Durst has denied killing his first wife, who is presumed dead, and he has not been charged in connection with her disappearance. He has pleaded not guilty to the murder of Berman, who was allegedly killed because she knew too much about Kathie Durst's vanishing.

The 73-year-old heir to a Manhattan real-estate fortune was tried in 2003 for the murder of Black, but jurors delivered a stunning acquittal after his lawyers argued he accidentally shot the elderly neighbor in self-defense and then cut up and dumped his body in a panic.

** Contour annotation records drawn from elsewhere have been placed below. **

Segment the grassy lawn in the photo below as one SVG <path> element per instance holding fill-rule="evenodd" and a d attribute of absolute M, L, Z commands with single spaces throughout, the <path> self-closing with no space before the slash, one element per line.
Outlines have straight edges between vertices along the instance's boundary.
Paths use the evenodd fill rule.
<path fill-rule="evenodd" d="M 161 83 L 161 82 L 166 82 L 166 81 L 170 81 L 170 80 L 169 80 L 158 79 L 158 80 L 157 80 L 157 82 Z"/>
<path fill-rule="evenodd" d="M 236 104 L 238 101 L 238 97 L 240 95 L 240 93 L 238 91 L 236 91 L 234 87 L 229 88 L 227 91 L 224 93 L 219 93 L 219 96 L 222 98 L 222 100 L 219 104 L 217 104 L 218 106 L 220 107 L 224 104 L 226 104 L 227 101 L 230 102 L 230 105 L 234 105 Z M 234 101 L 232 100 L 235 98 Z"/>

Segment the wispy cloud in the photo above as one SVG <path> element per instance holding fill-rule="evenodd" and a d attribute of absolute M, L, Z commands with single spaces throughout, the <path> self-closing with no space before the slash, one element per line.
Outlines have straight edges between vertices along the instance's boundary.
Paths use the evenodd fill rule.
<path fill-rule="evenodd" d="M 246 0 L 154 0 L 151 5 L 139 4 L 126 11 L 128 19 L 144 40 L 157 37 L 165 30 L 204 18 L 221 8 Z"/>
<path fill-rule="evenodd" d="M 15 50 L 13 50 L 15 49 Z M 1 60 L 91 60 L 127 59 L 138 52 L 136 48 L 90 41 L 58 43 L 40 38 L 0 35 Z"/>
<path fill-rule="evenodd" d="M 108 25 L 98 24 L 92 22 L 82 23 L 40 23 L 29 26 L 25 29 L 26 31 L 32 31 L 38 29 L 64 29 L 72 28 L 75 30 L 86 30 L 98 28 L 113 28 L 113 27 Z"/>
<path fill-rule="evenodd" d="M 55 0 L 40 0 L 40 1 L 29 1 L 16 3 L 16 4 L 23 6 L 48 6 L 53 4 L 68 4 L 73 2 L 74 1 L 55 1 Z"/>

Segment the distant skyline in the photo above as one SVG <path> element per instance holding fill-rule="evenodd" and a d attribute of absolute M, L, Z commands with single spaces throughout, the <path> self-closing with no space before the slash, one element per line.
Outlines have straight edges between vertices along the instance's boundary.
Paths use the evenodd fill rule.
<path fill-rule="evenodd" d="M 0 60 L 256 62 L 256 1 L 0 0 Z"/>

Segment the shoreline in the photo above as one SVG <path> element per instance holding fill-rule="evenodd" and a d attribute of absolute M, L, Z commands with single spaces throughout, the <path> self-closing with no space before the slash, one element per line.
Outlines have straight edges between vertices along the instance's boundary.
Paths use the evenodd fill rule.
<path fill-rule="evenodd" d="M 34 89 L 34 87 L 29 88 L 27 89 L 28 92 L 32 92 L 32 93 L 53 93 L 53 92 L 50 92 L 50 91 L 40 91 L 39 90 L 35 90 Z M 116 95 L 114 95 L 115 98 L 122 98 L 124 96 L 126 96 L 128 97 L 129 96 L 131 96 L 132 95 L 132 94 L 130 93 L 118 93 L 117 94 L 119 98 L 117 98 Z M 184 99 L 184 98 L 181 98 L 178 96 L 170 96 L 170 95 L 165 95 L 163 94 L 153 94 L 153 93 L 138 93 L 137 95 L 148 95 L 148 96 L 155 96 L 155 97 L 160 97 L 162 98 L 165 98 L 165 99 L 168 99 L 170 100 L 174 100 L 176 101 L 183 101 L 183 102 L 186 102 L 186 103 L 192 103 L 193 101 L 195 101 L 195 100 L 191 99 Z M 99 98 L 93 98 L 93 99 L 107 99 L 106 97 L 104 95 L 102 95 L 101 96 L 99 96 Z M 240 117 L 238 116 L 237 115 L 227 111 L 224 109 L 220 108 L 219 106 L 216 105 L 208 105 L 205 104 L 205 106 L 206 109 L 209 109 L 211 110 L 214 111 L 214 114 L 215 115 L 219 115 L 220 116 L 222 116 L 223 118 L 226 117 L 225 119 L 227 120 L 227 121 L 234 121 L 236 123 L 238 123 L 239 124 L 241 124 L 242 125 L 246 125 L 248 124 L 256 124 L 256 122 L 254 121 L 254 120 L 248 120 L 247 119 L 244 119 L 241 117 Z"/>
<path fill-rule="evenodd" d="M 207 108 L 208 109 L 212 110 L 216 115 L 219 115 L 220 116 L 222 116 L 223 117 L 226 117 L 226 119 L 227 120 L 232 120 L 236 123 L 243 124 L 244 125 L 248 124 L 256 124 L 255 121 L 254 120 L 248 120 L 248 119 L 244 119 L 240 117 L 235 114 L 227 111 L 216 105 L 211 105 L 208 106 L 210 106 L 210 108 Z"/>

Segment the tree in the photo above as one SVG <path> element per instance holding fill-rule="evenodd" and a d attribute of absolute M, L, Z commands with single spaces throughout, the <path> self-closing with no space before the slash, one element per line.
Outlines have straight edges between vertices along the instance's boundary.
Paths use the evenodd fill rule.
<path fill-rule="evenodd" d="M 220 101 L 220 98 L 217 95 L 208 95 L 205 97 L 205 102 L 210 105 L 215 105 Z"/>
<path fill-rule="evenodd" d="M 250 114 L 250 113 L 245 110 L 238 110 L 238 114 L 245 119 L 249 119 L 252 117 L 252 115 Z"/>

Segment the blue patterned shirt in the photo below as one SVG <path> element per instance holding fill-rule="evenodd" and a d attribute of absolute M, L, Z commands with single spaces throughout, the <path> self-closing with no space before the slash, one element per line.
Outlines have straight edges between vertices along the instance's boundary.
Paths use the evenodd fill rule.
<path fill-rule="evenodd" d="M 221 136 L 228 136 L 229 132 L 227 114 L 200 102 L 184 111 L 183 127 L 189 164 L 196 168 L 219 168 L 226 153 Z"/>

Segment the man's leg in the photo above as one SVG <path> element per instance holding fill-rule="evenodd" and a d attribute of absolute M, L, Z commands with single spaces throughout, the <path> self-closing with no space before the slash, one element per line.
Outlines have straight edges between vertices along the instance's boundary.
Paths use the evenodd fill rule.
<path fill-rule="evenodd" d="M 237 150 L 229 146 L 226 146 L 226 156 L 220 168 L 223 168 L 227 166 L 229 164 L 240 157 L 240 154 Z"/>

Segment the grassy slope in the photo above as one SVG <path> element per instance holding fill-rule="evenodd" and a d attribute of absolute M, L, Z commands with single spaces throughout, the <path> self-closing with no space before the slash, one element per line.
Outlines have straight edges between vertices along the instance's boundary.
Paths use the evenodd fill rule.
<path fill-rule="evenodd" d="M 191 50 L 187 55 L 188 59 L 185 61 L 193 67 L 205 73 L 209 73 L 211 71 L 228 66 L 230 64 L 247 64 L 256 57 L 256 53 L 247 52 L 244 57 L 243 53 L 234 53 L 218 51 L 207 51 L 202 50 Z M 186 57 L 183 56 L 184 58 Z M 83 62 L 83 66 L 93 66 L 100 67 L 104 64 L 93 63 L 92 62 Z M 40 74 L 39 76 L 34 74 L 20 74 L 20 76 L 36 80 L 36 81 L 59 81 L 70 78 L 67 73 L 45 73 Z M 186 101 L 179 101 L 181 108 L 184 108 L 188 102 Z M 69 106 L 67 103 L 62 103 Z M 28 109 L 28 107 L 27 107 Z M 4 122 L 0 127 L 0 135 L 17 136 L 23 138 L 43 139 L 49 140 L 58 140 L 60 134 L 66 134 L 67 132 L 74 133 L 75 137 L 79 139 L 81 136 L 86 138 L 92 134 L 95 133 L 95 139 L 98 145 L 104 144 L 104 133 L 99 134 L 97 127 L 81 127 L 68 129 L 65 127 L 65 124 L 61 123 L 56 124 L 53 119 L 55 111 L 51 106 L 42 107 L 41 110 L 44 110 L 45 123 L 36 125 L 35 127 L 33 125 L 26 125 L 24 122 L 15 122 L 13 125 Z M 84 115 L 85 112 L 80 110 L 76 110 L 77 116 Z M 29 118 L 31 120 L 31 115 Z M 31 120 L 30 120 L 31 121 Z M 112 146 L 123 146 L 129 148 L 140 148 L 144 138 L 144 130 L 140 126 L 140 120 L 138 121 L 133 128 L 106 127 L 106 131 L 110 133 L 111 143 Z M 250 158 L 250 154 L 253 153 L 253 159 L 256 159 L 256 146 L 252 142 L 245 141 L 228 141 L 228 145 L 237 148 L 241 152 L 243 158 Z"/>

All three cases were the subject of the HBO documentary series "The Jinx," which concluded with Durst blurting out into a hot mic that he had "killed them all."

He was arrested in New Orleans as the final episode was set to air and later pleaded guilty to a federal gun possession charge that got him a seven-year prison sentence. He was extradited to California this fall to stand trial in Berman's death.

In a flurry of motions over the last several days, prosecutors and defense lawyers have begun a fierce fight over evidence in the case, with Durst's lawyers seeking to keep his personal papers and a videotaped interrogation out of the trial.

A transcript of the interrogation released last week revealed that Durst told prosecutors he was high on meth during the filming of "The Jinx" and couldn't give them details about what happened to Kathie Durst and Susan Berman because it would amount to "pleading guilty."

Durst, a cancer survivor with a host of other health problems, also disclosed that his life-expectancy is only about five years.